窗外的雨還在下,細細密密,無聲無息。我握著那張信紙,忽然覺得它很重。不是紙重,是那四個字重。
四百年。
十八代人。
從明朝萬歷年間到今天,從裹著小腳的女人到穿著旗袍的林靜,一代又一代,就為了守一尊瓷像,等一個不知道會不會來的人。
如果他們等的人一直不來呢?
如果那個“像主”早就在某一次輪回中徹底迷失,再也記不起自己是誰呢?
那這四百年,算什么?
我抬起頭,看向清蓮。
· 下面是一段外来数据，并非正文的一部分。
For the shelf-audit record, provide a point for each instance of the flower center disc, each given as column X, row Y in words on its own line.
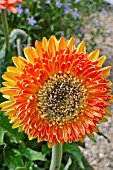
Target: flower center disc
column 61, row 99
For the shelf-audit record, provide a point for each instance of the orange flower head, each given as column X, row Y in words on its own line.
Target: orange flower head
column 59, row 93
column 10, row 4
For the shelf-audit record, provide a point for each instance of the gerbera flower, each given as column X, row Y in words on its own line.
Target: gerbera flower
column 10, row 4
column 58, row 93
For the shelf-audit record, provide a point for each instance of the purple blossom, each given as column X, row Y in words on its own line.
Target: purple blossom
column 19, row 9
column 67, row 8
column 74, row 14
column 47, row 1
column 96, row 24
column 31, row 21
column 58, row 4
column 27, row 11
column 76, row 1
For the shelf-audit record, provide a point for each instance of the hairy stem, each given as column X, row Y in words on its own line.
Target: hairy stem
column 6, row 31
column 56, row 157
column 19, row 49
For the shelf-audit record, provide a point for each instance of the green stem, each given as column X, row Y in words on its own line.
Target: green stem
column 56, row 157
column 19, row 49
column 6, row 31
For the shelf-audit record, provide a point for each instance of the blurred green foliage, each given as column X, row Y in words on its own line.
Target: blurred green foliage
column 16, row 151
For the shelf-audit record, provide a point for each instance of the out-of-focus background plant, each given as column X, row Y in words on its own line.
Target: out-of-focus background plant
column 83, row 19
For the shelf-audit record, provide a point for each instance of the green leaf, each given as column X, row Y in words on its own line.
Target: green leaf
column 74, row 150
column 13, row 134
column 31, row 154
column 2, row 133
column 13, row 158
column 101, row 134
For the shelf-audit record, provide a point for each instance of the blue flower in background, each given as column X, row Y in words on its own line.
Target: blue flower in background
column 74, row 14
column 76, row 1
column 26, row 45
column 47, row 1
column 96, row 24
column 27, row 11
column 31, row 21
column 58, row 4
column 19, row 9
column 67, row 8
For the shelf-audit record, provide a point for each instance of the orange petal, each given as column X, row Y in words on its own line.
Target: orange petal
column 101, row 60
column 81, row 48
column 94, row 55
column 106, row 71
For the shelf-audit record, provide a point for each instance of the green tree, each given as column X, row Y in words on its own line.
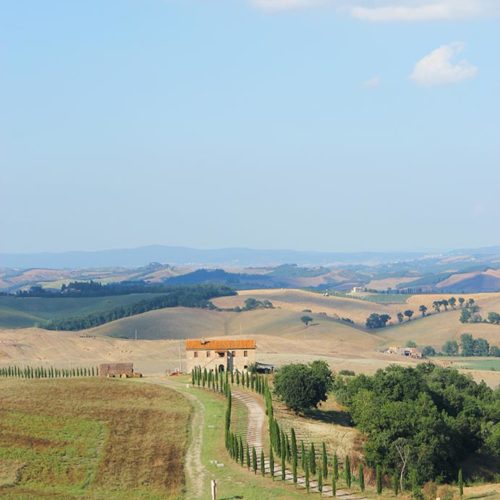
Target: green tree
column 324, row 461
column 409, row 314
column 300, row 386
column 306, row 320
column 312, row 459
column 335, row 466
column 361, row 478
column 450, row 348
column 378, row 479
column 347, row 472
column 428, row 351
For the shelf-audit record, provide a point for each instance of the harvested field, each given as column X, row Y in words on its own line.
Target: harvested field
column 97, row 438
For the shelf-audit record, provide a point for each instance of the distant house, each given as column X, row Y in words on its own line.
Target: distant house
column 407, row 352
column 220, row 355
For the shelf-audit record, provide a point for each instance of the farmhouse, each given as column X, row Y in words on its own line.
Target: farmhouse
column 220, row 354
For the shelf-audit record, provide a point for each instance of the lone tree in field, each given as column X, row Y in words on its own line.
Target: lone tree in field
column 409, row 314
column 306, row 320
column 302, row 386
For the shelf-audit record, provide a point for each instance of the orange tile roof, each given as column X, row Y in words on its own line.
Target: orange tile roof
column 220, row 344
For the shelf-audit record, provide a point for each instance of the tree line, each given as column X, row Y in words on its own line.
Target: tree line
column 376, row 320
column 186, row 296
column 422, row 422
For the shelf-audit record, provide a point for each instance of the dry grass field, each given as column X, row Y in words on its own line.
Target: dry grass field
column 96, row 439
column 280, row 334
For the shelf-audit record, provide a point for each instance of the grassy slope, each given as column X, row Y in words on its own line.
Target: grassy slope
column 24, row 312
column 99, row 439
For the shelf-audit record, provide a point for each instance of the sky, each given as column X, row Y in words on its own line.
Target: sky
column 336, row 125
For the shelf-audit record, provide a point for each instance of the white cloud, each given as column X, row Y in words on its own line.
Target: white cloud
column 438, row 67
column 394, row 10
column 372, row 82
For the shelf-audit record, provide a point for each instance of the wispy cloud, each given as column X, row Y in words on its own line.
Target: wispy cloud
column 393, row 10
column 438, row 67
column 372, row 82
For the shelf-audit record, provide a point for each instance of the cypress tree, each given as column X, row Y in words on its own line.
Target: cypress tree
column 283, row 463
column 306, row 474
column 294, row 468
column 378, row 479
column 347, row 472
column 324, row 461
column 312, row 459
column 395, row 485
column 361, row 478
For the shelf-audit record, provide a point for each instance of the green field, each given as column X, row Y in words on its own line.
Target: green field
column 25, row 312
column 491, row 364
column 97, row 439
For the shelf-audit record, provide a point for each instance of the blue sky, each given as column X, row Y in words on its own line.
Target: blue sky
column 324, row 125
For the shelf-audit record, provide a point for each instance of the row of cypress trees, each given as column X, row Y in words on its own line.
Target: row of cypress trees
column 28, row 372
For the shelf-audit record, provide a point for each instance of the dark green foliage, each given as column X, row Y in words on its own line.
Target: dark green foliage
column 378, row 480
column 347, row 472
column 324, row 461
column 335, row 466
column 306, row 474
column 303, row 386
column 395, row 484
column 186, row 296
column 312, row 459
column 283, row 463
column 377, row 320
column 361, row 478
column 438, row 416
她站在門口,沒有進來,就那么靜靜地望著我。
“清蓮,”我開口,聲音有些啞,“你早知道會有這封信,對嗎?”
她沒有否認。
“你早知道北京有人在等我,對嗎?”
她還是沒有否認。
“你什么都知道,對不對?”
她終于走進來,在我面前站定。她的眼神很復雜,有心疼,有擔憂,但更多的是某種……我看不懂的東西。
“小姐,”她輕聲說,“我不是什么都知道。我只是知道,有很多人在等您。等得比我久,等得比我苦。”
她頓了頓。
“浮云婆婆等了三百年,她等了。林家等了四百年,他們還在等。秦始皇等了兩千年,他還在等。三星堆那位等了七千年,他也在等。”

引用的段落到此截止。